Only patients in the uSpD group (8.7%, ASIA A-D) presented with a neurological deficit at admission. The literature gives contradictory information in this regard. In some studies, up to 54% of cases with SpD have been associated with functional neurological deficits (21, 26). However, there are also studies with a smaller number of cases that associate SpD with extremity weakness (22%) which is more consistent with our results in this study (27). This could be explained by the fact that SpD was detected in our patients at an earlier stage than in previous reports. Since none of the patients in the mSpD group had a neurological deficit, this symptom does not appear to be indicative of mSpD. Thus, neurological deficits do not appear to indicate the involvement of multiple spinal regions in SpD.
The short time from symptom onset to clinical admission is a likely reason for the low incidence of neurological deficits in our cohort.
There is no common classification to categorize the image changes in SpD. However, Pola et al. published a simple classification based on MRI images of SpD in 2017 (6). We used the Pola-Classification to classify the patients in our study as all study participants had an MRI. In our study we found more cases with Pola-A (62%) and less cases with Pola-C (22%) compared to the published study group from Pola et al (Pola-A 33,6%, Pola-B 18,4%, Pola C-48%) (6). We believe that this is because our patients were likely diagnosed with SpD at an earlier stage than in the cited publication.
In Patients with mSpD we found the following Pola Classification distribution pattern: n= 21 (all affected segments); Pola-A n = 14; Pola-B n = 2, Pola-C n= 5. This shows that a multifocal presentation of SpD does not seem to be associated with a higher degree of severity with regards to the Pola-Classification and is not associated with more epidural abscesses. Another reason for our results could be that we only included patients with primary SpD without previous surgery on the spine. This could explain why there are fewer epidural abscesses in our data compared to Pola et al (28)
In the 2018 published study, 23% of patients included had post-surgery SpD. Furthermore, the missing neurological deficits and bony destruction seems to be responsible for a large part of the missing classification upgrade.

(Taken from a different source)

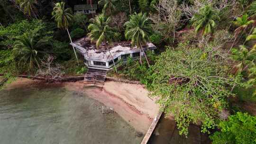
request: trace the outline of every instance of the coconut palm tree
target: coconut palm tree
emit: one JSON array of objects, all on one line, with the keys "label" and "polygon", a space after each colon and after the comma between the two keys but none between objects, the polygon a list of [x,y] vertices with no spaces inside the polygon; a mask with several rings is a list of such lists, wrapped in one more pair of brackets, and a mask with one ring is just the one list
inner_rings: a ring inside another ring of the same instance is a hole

We performed surgery in eight cases (80%) with mSpD, on all involved spinal regions, and in seven of eight cases as a one-stage procedure. One patient with involvement of all three areas of the spine died after surgery of the lumbar spine, preventing completion of the two-session procedure that had been planned. One patient had a two-session procedure. One other patient underwent surgery only on the lumbar spine while the infected areas at thoracic spine were treated conservatively. All patients were treated with an antibiotic post-surgery. This therapeutic strategy of early surgical therapy and antibiotics has also been supported by Tsai et al. (29). This study reported better outcomes for patients with SpD who were treated with early surgery together with antibiotics compared to antibiotics alone including shorter hospital stays, improvement in kyphotic deformities and increased quality of life. For findings requiring a conservative approach to treatment, we recommend a follow-up MRI for an evaluation of the therapy response and, if necessary, a change of therapy.
Nevertheless, the current study has some limitations. First, it is a retrospective study. As such, the decision on which treatment to pursue was not random.
A follow-up to evaluate the outcome was not the focus of this study. It was concerned with the decision of the therapeutic approach at the time of imaging.
There are also many confounding factors, such as the degree of infection, the duration of treatment and the surgical procedure, which can influence the outcome results. This work focused on the practical approach to evaluating the final diagnosis.